O processo de Evolução
Esse processo de evolução dos 36 tattvas a partir do Todo insondável e informe que é Paramaśiva é descrito como pariṇāma, que é literalmente a capacidade do Absoluto de se transformar em qualquer coisa que desejar. Isso é simploriamente exemplificado na alegoria do leite que se transforma em coalhada para depois se transformar em queijo. Ou seja, algo sutil que aparentemente se transforma em algo cada vez mais denso, embora no interior seja o mesmo produto.
Paramaśiva é simultaneamente transcendente quanto imanente, i.e. mesmo no processo de contração e limitação, Ele mantém-se simultaneamente perfeito e completo em si mesmo, além de qualquer tipo de dualidade.
Para o Śaivismo da Caxemira há ao todo 36 tattvas, que estão didaticamente separados em três grupos distintos: 1. śuddha ou puros; 2. śuddhāśuddha ou puros e impuros; e 3. āśuddha ou impuros.
Śuddha Tattvas
Este primeiro grupo é formado pelos tattvas considerados śuddhas ou puros, pois neles ainda não há a ilusão de separação entre sujeito e objeto – que ocorrerá nos tattvas posteriores. Em outras palavras, são as manifestações de Śiva acima (ou antes) da manifestação de māyā. Estes princípios puros são conhecidos como pañcakṛtya (as cinco principais manifestações cósmicas), e são expressa no mantra Om Namah Śivaya:
0. Paramaśiva (ou a Realidade Última), está além de todas as realidades, é a Realização mais elevada e o Princípio de tudo. É Cit, a energia consciente do Absoluto e Parasamvit, a Consciência Suprema. É Maheśvāra, o Supremo Controlador do Universo, classificado como atattva, i.e. sem atributos, além dos tattvas ou princípios da evolução. Como Perfeição Absoluta (niśkala), é destituído da manifestação da energia da criação (Śakti), portanto, o Ser Imutável antes de gerar a manifestação.

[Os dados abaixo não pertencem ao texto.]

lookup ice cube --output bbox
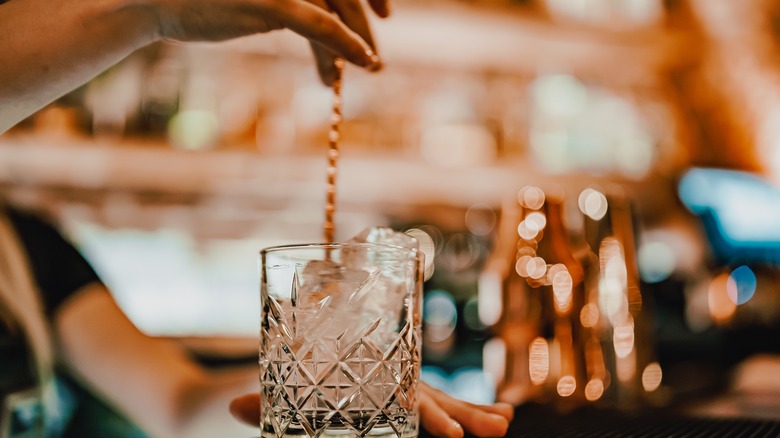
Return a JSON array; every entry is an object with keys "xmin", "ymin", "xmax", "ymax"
[
  {"xmin": 349, "ymin": 226, "xmax": 435, "ymax": 281},
  {"xmin": 344, "ymin": 227, "xmax": 421, "ymax": 277},
  {"xmin": 348, "ymin": 226, "xmax": 420, "ymax": 250},
  {"xmin": 345, "ymin": 227, "xmax": 425, "ymax": 343},
  {"xmin": 292, "ymin": 228, "xmax": 423, "ymax": 344},
  {"xmin": 295, "ymin": 259, "xmax": 381, "ymax": 338}
]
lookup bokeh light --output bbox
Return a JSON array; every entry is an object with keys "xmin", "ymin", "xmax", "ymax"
[
  {"xmin": 642, "ymin": 362, "xmax": 663, "ymax": 392},
  {"xmin": 168, "ymin": 109, "xmax": 219, "ymax": 150},
  {"xmin": 584, "ymin": 378, "xmax": 605, "ymax": 401},
  {"xmin": 599, "ymin": 238, "xmax": 630, "ymax": 325},
  {"xmin": 518, "ymin": 218, "xmax": 542, "ymax": 240},
  {"xmin": 405, "ymin": 227, "xmax": 437, "ymax": 280},
  {"xmin": 527, "ymin": 257, "xmax": 548, "ymax": 280},
  {"xmin": 727, "ymin": 265, "xmax": 757, "ymax": 305},
  {"xmin": 424, "ymin": 290, "xmax": 458, "ymax": 343},
  {"xmin": 442, "ymin": 233, "xmax": 480, "ymax": 271},
  {"xmin": 518, "ymin": 186, "xmax": 546, "ymax": 210},
  {"xmin": 415, "ymin": 225, "xmax": 445, "ymax": 256},
  {"xmin": 483, "ymin": 338, "xmax": 506, "ymax": 394},
  {"xmin": 478, "ymin": 271, "xmax": 502, "ymax": 327},
  {"xmin": 685, "ymin": 278, "xmax": 713, "ymax": 332},
  {"xmin": 613, "ymin": 320, "xmax": 635, "ymax": 358},
  {"xmin": 616, "ymin": 353, "xmax": 637, "ymax": 382},
  {"xmin": 638, "ymin": 240, "xmax": 676, "ymax": 283},
  {"xmin": 546, "ymin": 263, "xmax": 567, "ymax": 282},
  {"xmin": 580, "ymin": 303, "xmax": 600, "ymax": 328},
  {"xmin": 529, "ymin": 337, "xmax": 550, "ymax": 384},
  {"xmin": 463, "ymin": 296, "xmax": 486, "ymax": 331},
  {"xmin": 552, "ymin": 269, "xmax": 574, "ymax": 313},
  {"xmin": 578, "ymin": 188, "xmax": 609, "ymax": 221},
  {"xmin": 526, "ymin": 212, "xmax": 547, "ymax": 232},
  {"xmin": 516, "ymin": 255, "xmax": 534, "ymax": 277},
  {"xmin": 557, "ymin": 375, "xmax": 577, "ymax": 397},
  {"xmin": 708, "ymin": 272, "xmax": 737, "ymax": 323},
  {"xmin": 465, "ymin": 203, "xmax": 497, "ymax": 236}
]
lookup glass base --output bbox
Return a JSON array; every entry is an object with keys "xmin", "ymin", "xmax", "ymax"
[{"xmin": 261, "ymin": 417, "xmax": 418, "ymax": 438}]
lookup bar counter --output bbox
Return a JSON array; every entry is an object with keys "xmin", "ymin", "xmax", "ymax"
[{"xmin": 420, "ymin": 402, "xmax": 780, "ymax": 438}]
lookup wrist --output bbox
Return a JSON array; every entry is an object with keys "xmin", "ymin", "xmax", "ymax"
[
  {"xmin": 101, "ymin": 0, "xmax": 164, "ymax": 45},
  {"xmin": 128, "ymin": 0, "xmax": 188, "ymax": 42}
]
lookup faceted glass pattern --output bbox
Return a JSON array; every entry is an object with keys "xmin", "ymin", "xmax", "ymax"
[{"xmin": 259, "ymin": 243, "xmax": 423, "ymax": 438}]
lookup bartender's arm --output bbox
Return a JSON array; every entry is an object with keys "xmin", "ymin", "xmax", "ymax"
[
  {"xmin": 0, "ymin": 0, "xmax": 383, "ymax": 134},
  {"xmin": 57, "ymin": 283, "xmax": 513, "ymax": 438},
  {"xmin": 55, "ymin": 282, "xmax": 261, "ymax": 438}
]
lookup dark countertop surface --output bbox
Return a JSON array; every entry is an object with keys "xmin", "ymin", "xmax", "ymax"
[{"xmin": 421, "ymin": 403, "xmax": 780, "ymax": 438}]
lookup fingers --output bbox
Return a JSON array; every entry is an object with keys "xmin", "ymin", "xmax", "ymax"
[
  {"xmin": 367, "ymin": 0, "xmax": 390, "ymax": 18},
  {"xmin": 306, "ymin": 0, "xmax": 382, "ymax": 86},
  {"xmin": 484, "ymin": 402, "xmax": 515, "ymax": 422},
  {"xmin": 229, "ymin": 394, "xmax": 260, "ymax": 426},
  {"xmin": 420, "ymin": 392, "xmax": 465, "ymax": 438},
  {"xmin": 310, "ymin": 41, "xmax": 338, "ymax": 86},
  {"xmin": 303, "ymin": 0, "xmax": 340, "ymax": 86},
  {"xmin": 422, "ymin": 385, "xmax": 511, "ymax": 437},
  {"xmin": 422, "ymin": 383, "xmax": 514, "ymax": 421},
  {"xmin": 326, "ymin": 0, "xmax": 376, "ymax": 49},
  {"xmin": 273, "ymin": 0, "xmax": 380, "ymax": 71}
]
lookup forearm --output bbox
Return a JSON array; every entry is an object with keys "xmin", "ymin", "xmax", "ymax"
[
  {"xmin": 0, "ymin": 0, "xmax": 161, "ymax": 133},
  {"xmin": 56, "ymin": 284, "xmax": 257, "ymax": 438}
]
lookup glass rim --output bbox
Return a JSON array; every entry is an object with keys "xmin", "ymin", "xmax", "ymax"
[{"xmin": 259, "ymin": 241, "xmax": 420, "ymax": 258}]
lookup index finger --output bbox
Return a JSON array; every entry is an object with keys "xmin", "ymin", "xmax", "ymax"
[
  {"xmin": 422, "ymin": 385, "xmax": 511, "ymax": 437},
  {"xmin": 368, "ymin": 0, "xmax": 390, "ymax": 18},
  {"xmin": 271, "ymin": 0, "xmax": 380, "ymax": 70},
  {"xmin": 326, "ymin": 0, "xmax": 376, "ymax": 50}
]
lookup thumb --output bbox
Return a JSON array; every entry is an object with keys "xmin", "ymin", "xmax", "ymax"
[{"xmin": 229, "ymin": 394, "xmax": 261, "ymax": 426}]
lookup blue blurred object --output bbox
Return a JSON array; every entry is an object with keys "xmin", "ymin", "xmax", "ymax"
[
  {"xmin": 420, "ymin": 366, "xmax": 450, "ymax": 392},
  {"xmin": 728, "ymin": 265, "xmax": 757, "ymax": 305},
  {"xmin": 679, "ymin": 168, "xmax": 780, "ymax": 265},
  {"xmin": 420, "ymin": 366, "xmax": 496, "ymax": 405}
]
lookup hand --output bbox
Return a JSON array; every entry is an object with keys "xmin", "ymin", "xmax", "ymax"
[
  {"xmin": 229, "ymin": 382, "xmax": 513, "ymax": 438},
  {"xmin": 418, "ymin": 383, "xmax": 513, "ymax": 438},
  {"xmin": 302, "ymin": 0, "xmax": 390, "ymax": 85},
  {"xmin": 154, "ymin": 0, "xmax": 387, "ymax": 84}
]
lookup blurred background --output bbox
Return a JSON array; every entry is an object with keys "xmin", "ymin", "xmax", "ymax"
[{"xmin": 4, "ymin": 0, "xmax": 780, "ymax": 420}]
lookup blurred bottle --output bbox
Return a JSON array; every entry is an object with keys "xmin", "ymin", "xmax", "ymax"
[
  {"xmin": 481, "ymin": 186, "xmax": 589, "ymax": 409},
  {"xmin": 577, "ymin": 187, "xmax": 664, "ymax": 408},
  {"xmin": 479, "ymin": 192, "xmax": 536, "ymax": 405},
  {"xmin": 481, "ymin": 185, "xmax": 665, "ymax": 410}
]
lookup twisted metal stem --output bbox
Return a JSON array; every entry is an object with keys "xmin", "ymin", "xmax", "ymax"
[{"xmin": 323, "ymin": 58, "xmax": 344, "ymax": 244}]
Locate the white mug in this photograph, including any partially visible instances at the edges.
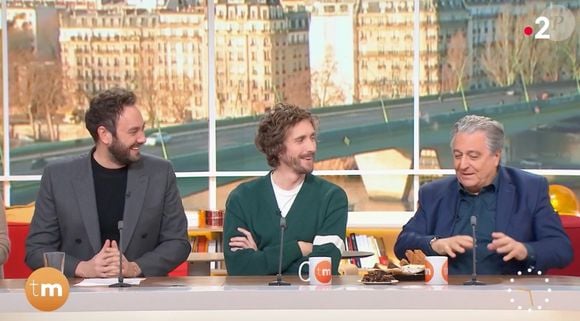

1. Śiva (ou o Auspicioso) e 2. Śakti (ou o Poder, Energia) são os dois princípios inerentes de Paramaśiva, respectivamente o aspecto masculino e feminino do Absoluto. Śiva ou prakāśa, é o aspecto da luminosidade e da passividade, no qual predomina cit-śakti, o Poder da Consciência do Eu. Śakti ou vimārśa, é o aspecto do poder e da atividade, na qual predomina ānanda-śakti, o Poder da felicidade. Não se deve encarar estes dois princípios cósmicos como duas entidades separadas ou princípios separados. Um é parte do outro e está no outro, tal como o calor está no fogo. Essa aparente dualidade serve apenas para fins didáticos facilitando a compreensão de todo o processo que irá se desenrolar no surgimento dos tattvas restantes.
3. Sadā-Śíva (Eternamente Auspicioso) ou Sadākhyā (o Ser, da raiz sad) é a manifestação subjetiva do Eu, com acentuada experiência do isto ou o Universo. Neste nível surge icchā-śakti, que é Poder da vontade, ou a intenção de originar uma Criação.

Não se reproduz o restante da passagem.